■今週の市場展望
著者:青柳孝直
11/04号
『特集:バブル最末期の産物「91世代」の検証』
- 時として20歳代後半から30歳代前半の社会人から「バブル時代とは何?」と聞かれることがある。単刀直入に「1985年9月のプラザ合意から1992年あたりまでのカネ余りの時代」と説明している。
- 米主導型の超円高時代を迎え、大々的な金融緩和が続けられた結果のカネ余りの時代ということにはなる。象徴的な言い方として、「深夜にタクシーを停めるのに1万円札を(ひらひらと)大きく掲げなければならなかった時代」で締めることにしている。
- 彼らは一概に「経験してみたい」と言う。だが実際に経験した者にとっては「苦い思い出ばかりの狂った時代」というしかない。最近、そのバブル最末期に就職した年代層を問題視し、「91世代」と表現するようになっている。
- 「91世代」。もう少し丁寧に言えば、1991年に社会人になった大卒社会人。バブル期の超売り手市場の中で就職活動をした最後の層で、67~69年生まれが多い。都会生活、ブランド品への愛着が強く、次の団塊ジュニアと一線を画す世代。
- 「91世代」の大学時代に起きた主たる出来事。1987年(大学1年)アサヒ「スーパードライ」発売。安田火災がゴッホ絵画を53億円で入札。日本の外貨準備高が世界一に。1988年(大学2年)東京ドーム完成(3月)。「24時間戦えますか」「くう・ねる・あそぶ」のコピーが流行。

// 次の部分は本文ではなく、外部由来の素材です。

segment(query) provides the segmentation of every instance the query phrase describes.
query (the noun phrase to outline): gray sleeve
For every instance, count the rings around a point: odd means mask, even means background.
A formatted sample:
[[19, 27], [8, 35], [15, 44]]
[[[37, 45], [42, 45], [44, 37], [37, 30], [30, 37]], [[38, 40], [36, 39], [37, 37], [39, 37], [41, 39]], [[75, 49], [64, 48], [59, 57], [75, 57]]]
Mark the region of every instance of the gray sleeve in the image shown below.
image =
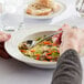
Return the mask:
[[67, 50], [61, 55], [52, 84], [82, 84], [82, 66], [75, 50]]

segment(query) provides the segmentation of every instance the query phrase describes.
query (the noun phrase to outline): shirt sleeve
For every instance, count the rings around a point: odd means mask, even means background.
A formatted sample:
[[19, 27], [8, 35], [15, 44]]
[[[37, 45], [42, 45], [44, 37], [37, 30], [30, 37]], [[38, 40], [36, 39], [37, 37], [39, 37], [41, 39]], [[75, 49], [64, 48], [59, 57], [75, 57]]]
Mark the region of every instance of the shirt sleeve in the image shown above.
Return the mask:
[[70, 49], [60, 56], [52, 84], [82, 84], [82, 66], [75, 50]]

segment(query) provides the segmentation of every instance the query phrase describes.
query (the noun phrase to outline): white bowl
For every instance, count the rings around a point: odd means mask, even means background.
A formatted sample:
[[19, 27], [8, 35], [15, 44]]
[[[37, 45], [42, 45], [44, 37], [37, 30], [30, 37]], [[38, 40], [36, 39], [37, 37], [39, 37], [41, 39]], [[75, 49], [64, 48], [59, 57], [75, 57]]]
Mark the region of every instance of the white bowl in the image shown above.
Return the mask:
[[[19, 43], [28, 39], [34, 39], [35, 36], [52, 34], [59, 28], [61, 27], [45, 25], [45, 27], [34, 27], [34, 28], [29, 27], [28, 29], [22, 29], [12, 34], [11, 39], [4, 43], [4, 48], [12, 57], [21, 62], [24, 62], [29, 65], [32, 65], [35, 67], [42, 67], [42, 69], [55, 69], [56, 62], [42, 62], [42, 61], [30, 59], [29, 56], [24, 56], [19, 51], [18, 45]], [[82, 54], [84, 54], [84, 50], [82, 51]]]
[[[30, 28], [29, 28], [30, 29]], [[56, 66], [56, 62], [42, 62], [36, 61], [33, 59], [30, 59], [29, 56], [24, 56], [18, 49], [18, 45], [20, 42], [27, 40], [27, 39], [33, 39], [35, 36], [40, 35], [48, 35], [51, 33], [54, 33], [56, 31], [56, 27], [48, 27], [48, 28], [34, 28], [34, 29], [23, 29], [20, 31], [17, 31], [12, 34], [11, 39], [6, 42], [4, 48], [7, 52], [14, 59], [24, 62], [27, 64], [30, 64], [32, 66], [36, 67], [43, 67], [43, 69], [54, 69]]]

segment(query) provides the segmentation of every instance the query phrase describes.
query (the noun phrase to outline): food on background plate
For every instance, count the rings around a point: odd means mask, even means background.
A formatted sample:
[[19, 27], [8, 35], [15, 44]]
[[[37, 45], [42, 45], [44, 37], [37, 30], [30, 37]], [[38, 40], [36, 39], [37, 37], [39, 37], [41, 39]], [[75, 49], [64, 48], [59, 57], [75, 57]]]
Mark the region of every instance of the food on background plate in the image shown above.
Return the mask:
[[[19, 50], [25, 56], [38, 61], [56, 62], [60, 56], [61, 35], [62, 33], [44, 40], [30, 50], [28, 48], [27, 41], [23, 41], [19, 44]], [[38, 42], [43, 38], [45, 38], [45, 35], [38, 36], [34, 40]]]
[[61, 7], [54, 0], [35, 0], [27, 8], [27, 13], [31, 15], [49, 15], [57, 12]]

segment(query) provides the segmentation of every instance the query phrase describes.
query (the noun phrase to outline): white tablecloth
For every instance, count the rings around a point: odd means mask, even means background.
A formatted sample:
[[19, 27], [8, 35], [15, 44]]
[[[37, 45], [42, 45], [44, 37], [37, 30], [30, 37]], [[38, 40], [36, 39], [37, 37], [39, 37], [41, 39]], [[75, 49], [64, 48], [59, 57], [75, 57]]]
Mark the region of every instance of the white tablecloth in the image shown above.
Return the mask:
[[[60, 1], [60, 0], [59, 0]], [[36, 24], [40, 25], [50, 25], [57, 24], [61, 20], [64, 20], [69, 17], [76, 15], [74, 10], [73, 0], [61, 0], [69, 6], [69, 9], [61, 17], [54, 18], [52, 20], [31, 20], [25, 19], [25, 24], [34, 27]], [[72, 22], [70, 21], [72, 19]], [[84, 27], [84, 19], [78, 19], [75, 17], [75, 21], [77, 21], [77, 27]], [[62, 23], [70, 23], [75, 25], [74, 17], [70, 18], [70, 20], [62, 21]], [[12, 21], [14, 22], [14, 21]], [[82, 66], [84, 64], [82, 60]], [[0, 57], [0, 84], [51, 84], [52, 75], [54, 70], [44, 70], [29, 66], [24, 63], [21, 63], [14, 59], [3, 60]], [[84, 67], [83, 67], [84, 71]], [[84, 82], [83, 82], [84, 84]]]

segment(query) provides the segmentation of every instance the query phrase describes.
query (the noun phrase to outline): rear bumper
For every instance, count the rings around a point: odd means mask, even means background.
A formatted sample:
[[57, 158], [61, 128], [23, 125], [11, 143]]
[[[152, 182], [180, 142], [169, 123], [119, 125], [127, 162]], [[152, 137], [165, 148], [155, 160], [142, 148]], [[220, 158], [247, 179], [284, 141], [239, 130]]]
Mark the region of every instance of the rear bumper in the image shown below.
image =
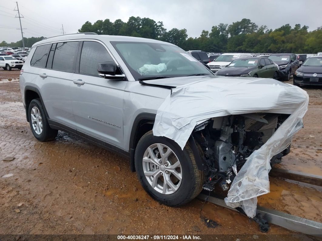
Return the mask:
[[295, 75], [293, 77], [293, 80], [297, 84], [300, 85], [322, 85], [322, 78], [319, 78], [318, 82], [313, 82], [310, 81], [310, 77], [298, 76]]

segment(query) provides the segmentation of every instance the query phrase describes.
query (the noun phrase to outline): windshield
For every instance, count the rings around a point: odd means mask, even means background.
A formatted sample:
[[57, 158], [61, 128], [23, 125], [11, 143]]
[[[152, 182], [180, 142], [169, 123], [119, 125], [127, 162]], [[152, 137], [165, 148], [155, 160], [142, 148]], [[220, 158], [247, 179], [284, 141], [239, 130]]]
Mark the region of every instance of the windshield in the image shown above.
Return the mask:
[[224, 62], [232, 62], [238, 57], [238, 55], [223, 55], [219, 56], [214, 60], [214, 62], [217, 61], [223, 61]]
[[307, 59], [303, 63], [302, 66], [322, 66], [322, 57]]
[[235, 60], [227, 67], [249, 67], [257, 66], [258, 59], [238, 59]]
[[179, 47], [158, 43], [111, 42], [136, 80], [149, 77], [213, 75]]
[[270, 55], [268, 58], [274, 62], [286, 62], [289, 61], [289, 55]]
[[7, 57], [4, 57], [4, 58], [5, 58], [5, 59], [6, 60], [15, 60], [17, 59], [14, 58], [14, 57], [13, 57], [12, 56], [9, 56]]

- 1989年(大学3年)昭和天皇崩御(1月)。ソニーが米コロンビア映画を買収。三菱地所が米ロックフェラーセンター買収。ベルリンの壁崩壊。日経平均株価が史上最高値。1990年(大学4年)太陽神戸三井銀行誕生。松下電器、米MCA買収
- 1991年はバブルのお祭り騒ぎが日本全体を覆っていた。就職活動生は企業主催のパーティに参加したら一次面接に合格。内定をもらうと研修と称した旅行で拘束され、入社式は豪華客船で開催…企業は「入ってもらった」、新入社員は「入ってやった」という風潮…デートのある日に残業を命じられたら「デート優先」が37%…
- このバブルの風潮は92年から暗転する。採用枠は大幅に削られ、「92世代」以降は目の前でシャッターを閉ざされた格好となり、メディアでは「就職氷河期」の言葉が取り上げられ、組織に世代間の断層が生まれ始める。またこの頃は「インターネット勃興期」でもあった。1991年を期に、環境が大転換を始める。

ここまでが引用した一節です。